Gemeente Breda
Raadsbesluit
Registratienr: 30055]
Dienst/afdeling: RGR
Aantal bijlagen: --
De raad van de gemeente Breda;
gezien het voorstel van het fractievoorzittersoverleg en met overname van de daarin vermelde
overwegingen;
gelet op de artikelen 16 en 82 van de Gemeentewet;
besluit:
I. Artikel 26 van het reglement voor de raadscommissies als volgt te wijzigen:
1. Elke reguliere vergadering van de raadscommissie vangt aan met een vragenhalfuur, tenzij er bij de
voorzitter geen vragen zijn ingediend, in bijzondere gevallen kan de voorzitter bepalen dat het
vragenhalfuur op een ander tijdstip wordt gehouden. Indien na een half uur nog niet alle vragen zijn
beantwoord beslist de raadscommissie op voorstel van de voorzitter of de nog niet beantwoorde vragen
zullen worden behandeld of schriftelijk door het college dienen te worden beantwoord.
2. Het lid dat tijdens het vragenhalfuur één of meer vragen wil stellen, dient onder aanduiding van het
onderwerp, de daarover te stellen vragen, ten minste vierentwintig uur voor aanvang van de vergadering
in bij de voorzitter.

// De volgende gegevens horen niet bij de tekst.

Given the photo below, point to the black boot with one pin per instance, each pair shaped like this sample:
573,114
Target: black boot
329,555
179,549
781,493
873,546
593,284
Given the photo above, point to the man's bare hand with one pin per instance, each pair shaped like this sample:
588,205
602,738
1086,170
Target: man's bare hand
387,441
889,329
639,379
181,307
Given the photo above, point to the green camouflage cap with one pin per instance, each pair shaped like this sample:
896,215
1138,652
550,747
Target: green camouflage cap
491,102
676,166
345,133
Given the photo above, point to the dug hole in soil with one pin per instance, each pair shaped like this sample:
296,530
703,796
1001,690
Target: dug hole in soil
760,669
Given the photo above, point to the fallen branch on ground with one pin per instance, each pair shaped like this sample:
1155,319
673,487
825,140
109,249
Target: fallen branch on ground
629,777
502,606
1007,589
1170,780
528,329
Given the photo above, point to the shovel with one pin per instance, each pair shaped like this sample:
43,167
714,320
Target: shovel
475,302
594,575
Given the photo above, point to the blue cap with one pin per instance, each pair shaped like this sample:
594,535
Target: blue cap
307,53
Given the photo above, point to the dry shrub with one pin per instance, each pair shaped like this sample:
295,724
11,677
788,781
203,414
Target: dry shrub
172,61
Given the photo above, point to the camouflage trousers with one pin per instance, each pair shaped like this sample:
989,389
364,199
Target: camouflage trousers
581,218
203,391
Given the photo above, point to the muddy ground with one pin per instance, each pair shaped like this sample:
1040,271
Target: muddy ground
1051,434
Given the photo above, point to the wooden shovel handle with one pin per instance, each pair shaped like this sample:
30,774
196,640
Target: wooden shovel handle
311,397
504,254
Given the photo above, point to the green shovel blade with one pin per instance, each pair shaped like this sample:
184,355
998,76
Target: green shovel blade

De voorzitter kan vragen voor het vragenhalfuur weigeren indien:
a. hij van oordeel is dat de vraag niet voldoende nauwkeurig is aangegeven of de vraag geen
betrekking heeft op het werkterrein van de raadscommissie;
b. het onderwerp waar de vragen betrekking op hebben in de commissievergadering van die dag aan
de orde komt;
c. de ingediende vragen geen betrekking hebben op een politiek relevant onderwerp;
d. de vragen geen zodanig spoedeisend karakter hebben dat deze schriftelijk gesteld kunnen worden.
3. De voorzitter bepaalt de volgorde, waarin de aangemelde onderwerpen tijdens het vragenhalfuur aan de
orde worden gesteld.
4. De voorzitter bepaalt per onderwerp de spreektijd voor de vraagsteller, voor de wethouders c.q. de
burgemeester en de overige leden.
5. Per onderwerp wordt aan de vragensteller het woord verleend om één of meer vragen aan het college
c.q. de burgemeester te stellen en een toelichting daarop te geven.
6. Na beantwoording door het college c.q. de burgemeester krijgt de vragensteller desgewenst het woord
om aanvullende vragen te stellen.
7. Vervolgens kan de voorzitter aan andere leden het woord verlenen om hetzij aan de vragensteller, hetzij
aan het college c.q. de voorzitter vragen te stellen over hetzelfde onderwerp.
8. Tijdens het vragenhalfuur worden geen interrupties toegelaten.
II. Aan het reglement voor de raadscommissies toe te voegen aan artikel 26a luidende:
Artikel 26a:
Na behandeling van de agenda kunnen leden vragen van huishoudelijke of procedurele aard stellen aan de
voorzitter.
III. Artikel 42, lid 8, van het reglement van orde voor de gemeenteraad als volgt te wijzigen:
8. Tijdens het vragenuur worden geen interrupties toegelaten en kan een raadslid, na de beantwoording
door het college c.q. de burgemeester van een gestelde vraag, een motie indienen aangaande het
onderwerp waar de vraag betrekking op heeft.